Теперь о радостном хотите что вы будете радоваться и говорить: «Панов, у тебя были светлые минуты в жизни».
К.: Да.
З.: Да, хотим.
П.: Значит, надо было назначено уже на райкоме, это последняя ступень. Там кончилась лента? (Спрашивает о магнитофоне)
Т.: Нет-нет-нет, не беспокойтесь.
П.: Позвали меня на райком исключать, но мне совершенно очевидно, что явно стараться остаться в партии мне не следует. Пришел, а это был день выдачи зарплаты. Я уже уходил из института, это была одна из последних моих зарплат в институте. Пришел и получил зарплату какие-то деньги, сравнительно, там не очень маленькие. Осталось мне два часа до райкома куда деваться? И я пошел (Обращаясь к К.) Я вам рассказывал это, Лена?
К.: Это хорошая история.
П.: И я пошел на Арбат. На Арбате за театром (Обращаясь к З.) Я вам рассказывал?
З.: Нет.
П.:За театром Вахтангова есть букинистический магазин. Я очень люблю Андрея Белого, и у меня есть такие редкостные книги, как «Символизм» (вот такая книга, редкость невероятная, и у букинистов редкость), у меня есть вторая книга его, критические статьи, это «Луг зеленый» (очень нехорошо он назвал, потому что лук зеленый это в отличие от репчатого, а это «Луг зеленый») книжка тоже у меня есть, но у меня не было книжки «Арабески», вот такая толстенная книга; третья книга его а у меня ее нет. Пошел я с деньгами Елена Андреевна велит говорить «с деньгами»
З.: Нет, я не велю. Я даже запишу.
П.: Вот. Ну, значит, пошел в букинистический магазин на Арбате.
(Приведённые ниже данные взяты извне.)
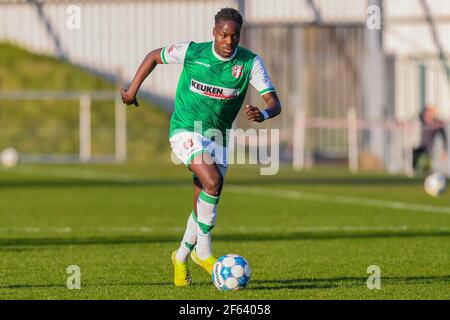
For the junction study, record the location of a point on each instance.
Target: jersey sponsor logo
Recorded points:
(203, 64)
(213, 91)
(237, 71)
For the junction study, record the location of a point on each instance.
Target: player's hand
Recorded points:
(128, 98)
(253, 114)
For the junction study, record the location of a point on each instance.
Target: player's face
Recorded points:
(227, 36)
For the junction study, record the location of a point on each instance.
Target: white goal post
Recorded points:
(85, 99)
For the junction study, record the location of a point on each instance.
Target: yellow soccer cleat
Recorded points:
(206, 264)
(181, 276)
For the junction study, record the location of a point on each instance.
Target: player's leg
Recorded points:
(211, 180)
(190, 234)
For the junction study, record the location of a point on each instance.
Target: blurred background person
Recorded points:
(431, 127)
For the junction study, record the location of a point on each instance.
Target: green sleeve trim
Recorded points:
(188, 162)
(208, 198)
(271, 89)
(163, 58)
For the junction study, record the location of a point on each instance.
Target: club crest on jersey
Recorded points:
(188, 144)
(237, 71)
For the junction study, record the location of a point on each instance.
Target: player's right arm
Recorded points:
(173, 54)
(146, 67)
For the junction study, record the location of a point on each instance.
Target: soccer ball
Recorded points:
(435, 184)
(231, 272)
(9, 157)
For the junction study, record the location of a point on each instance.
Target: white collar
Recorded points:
(220, 57)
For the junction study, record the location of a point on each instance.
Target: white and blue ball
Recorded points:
(231, 272)
(435, 184)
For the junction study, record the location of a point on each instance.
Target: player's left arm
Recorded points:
(273, 108)
(260, 80)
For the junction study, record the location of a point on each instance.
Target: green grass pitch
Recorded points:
(306, 235)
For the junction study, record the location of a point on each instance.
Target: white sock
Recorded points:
(189, 238)
(206, 220)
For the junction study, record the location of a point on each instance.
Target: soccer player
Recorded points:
(210, 93)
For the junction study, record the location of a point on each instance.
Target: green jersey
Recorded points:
(211, 88)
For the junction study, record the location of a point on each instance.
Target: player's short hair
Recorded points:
(229, 14)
Боже мой!
З.: «Арабески»?
П.: «Арабески».
З.: Ура!
П.: Денег хватило, я купил, в портфель спрятал и на крыльях (З. смеется) помчался в райком исключаться из партии (З. и Т. смеются).
З.: Это действительно хороший знак был.
П: И все время, когда они меня да со мной там недолго разговаривали, вообще все уже поняли, что это дело хорошо, когда оно коротко, но все время я слушал что-то они там а слух у меня был лучше, так что я кое-что и слышал, они там меня поносят, а я думаю: «А у меня Арабески» (З. и Т. смеются).
Т.: Это замечательно, да.
З.: Замечательно, действительно. (Г. смеется.) Замечательно.
П.: И в радужном настроении побежал домой.
П.: Так счастливо закончилось мое партийное присутствие.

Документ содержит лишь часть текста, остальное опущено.